Fig 3: Brightfield image of a Vorticella convallaria. Taken with an SC180 Olympus microscope camera at a shutter speed of 22 microseconds (1/45,500 of a second) revealing the power stroke (red arrow) with a cilium stiff, and the recovery stroke with a cilium relaxed (blue arrow).
Fig 3: Brightfield image of a Vorticella convallaria. Taken with an SC180 Olympus microscope camera at a shutter speed of 22 microseconds (1/45,500 of a second) revealing the power stroke (red arrow) with a cilium stiff, and the recovery stroke with a cilium relaxed (blue arrow).

The Contractile Stalk:

The vorticella stalk contracts with an amazing speed taking only 1/60 of a second to fully contract. It is thought that contraction results from the entropic collapse of spasmin via Ca2+ screening of electrostatic repulsion. The released Ca2+ ions bind to a 20-kDa calcium-binding protein called spasmin, which constitutes 40–60% of the spasmoneme dry mass. As a result, a state of tension is induced in the spasmoneme which drives its contraction with a maximum speed of ∼6 cm s−1 (Mechanics of Vorticella Contraction, Gaurav Misra et al; Biophys J. 2010 Jun 16;98(12):2923–2932).

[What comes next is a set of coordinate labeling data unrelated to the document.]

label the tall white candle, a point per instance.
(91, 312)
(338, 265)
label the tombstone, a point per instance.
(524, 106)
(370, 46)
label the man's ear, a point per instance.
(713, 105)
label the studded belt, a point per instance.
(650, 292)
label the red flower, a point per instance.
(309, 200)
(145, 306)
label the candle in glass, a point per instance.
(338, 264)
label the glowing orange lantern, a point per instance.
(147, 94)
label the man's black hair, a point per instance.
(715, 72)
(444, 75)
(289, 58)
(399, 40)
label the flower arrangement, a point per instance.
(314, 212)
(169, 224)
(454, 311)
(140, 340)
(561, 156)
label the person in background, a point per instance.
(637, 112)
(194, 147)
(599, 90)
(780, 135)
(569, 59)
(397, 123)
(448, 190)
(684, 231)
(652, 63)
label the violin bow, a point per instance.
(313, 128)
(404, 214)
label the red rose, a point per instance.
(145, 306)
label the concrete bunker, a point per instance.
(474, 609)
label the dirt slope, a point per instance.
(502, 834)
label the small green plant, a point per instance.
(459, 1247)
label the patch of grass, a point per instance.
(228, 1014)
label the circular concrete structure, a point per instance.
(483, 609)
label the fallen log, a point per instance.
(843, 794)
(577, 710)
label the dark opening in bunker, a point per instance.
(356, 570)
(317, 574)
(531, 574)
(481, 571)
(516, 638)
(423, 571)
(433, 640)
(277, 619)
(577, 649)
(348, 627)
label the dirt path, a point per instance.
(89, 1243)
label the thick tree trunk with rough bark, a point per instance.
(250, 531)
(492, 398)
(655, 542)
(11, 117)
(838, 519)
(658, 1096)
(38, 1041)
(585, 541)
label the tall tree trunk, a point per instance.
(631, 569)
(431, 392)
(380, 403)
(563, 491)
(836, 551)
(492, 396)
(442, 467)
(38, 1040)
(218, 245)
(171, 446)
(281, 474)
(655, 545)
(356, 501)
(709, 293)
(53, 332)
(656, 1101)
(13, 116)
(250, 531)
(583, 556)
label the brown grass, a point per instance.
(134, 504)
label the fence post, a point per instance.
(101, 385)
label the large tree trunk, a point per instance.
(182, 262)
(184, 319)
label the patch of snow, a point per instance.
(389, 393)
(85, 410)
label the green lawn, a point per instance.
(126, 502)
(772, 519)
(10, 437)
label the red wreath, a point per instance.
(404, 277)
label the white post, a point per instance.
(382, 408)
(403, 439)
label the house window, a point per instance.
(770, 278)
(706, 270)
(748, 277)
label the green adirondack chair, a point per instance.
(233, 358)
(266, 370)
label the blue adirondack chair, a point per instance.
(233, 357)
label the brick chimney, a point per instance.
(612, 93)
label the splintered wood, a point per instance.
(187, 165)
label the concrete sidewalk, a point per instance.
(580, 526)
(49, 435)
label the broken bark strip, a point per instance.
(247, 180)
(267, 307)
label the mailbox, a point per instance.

Fig 4: Vorticella stalk in Phase Contrast showing the dark contractile spasmoneme with attached mitochondria inside the transparent stalk sheath, (scale bar is 5 microns).
Fig 4: Vorticella stalk in Phase Contrast showing the dark contractile spasmoneme with attached mitochondria inside the transparent stalk sheath, (scale bar is 5 microns).
Fig 5: Vorticella stalk using Differential Interference Contrast imaging which reveals finer detail than Phase Contrast. (Olympus 40x 0.95 na UPlanXApo objective).
Fig 5: Vorticella stalk using Differential Interference Contrast imaging which reveals finer detail than Phase Contrast. (Olympus 40x 0.95 na UPlanXApo objective).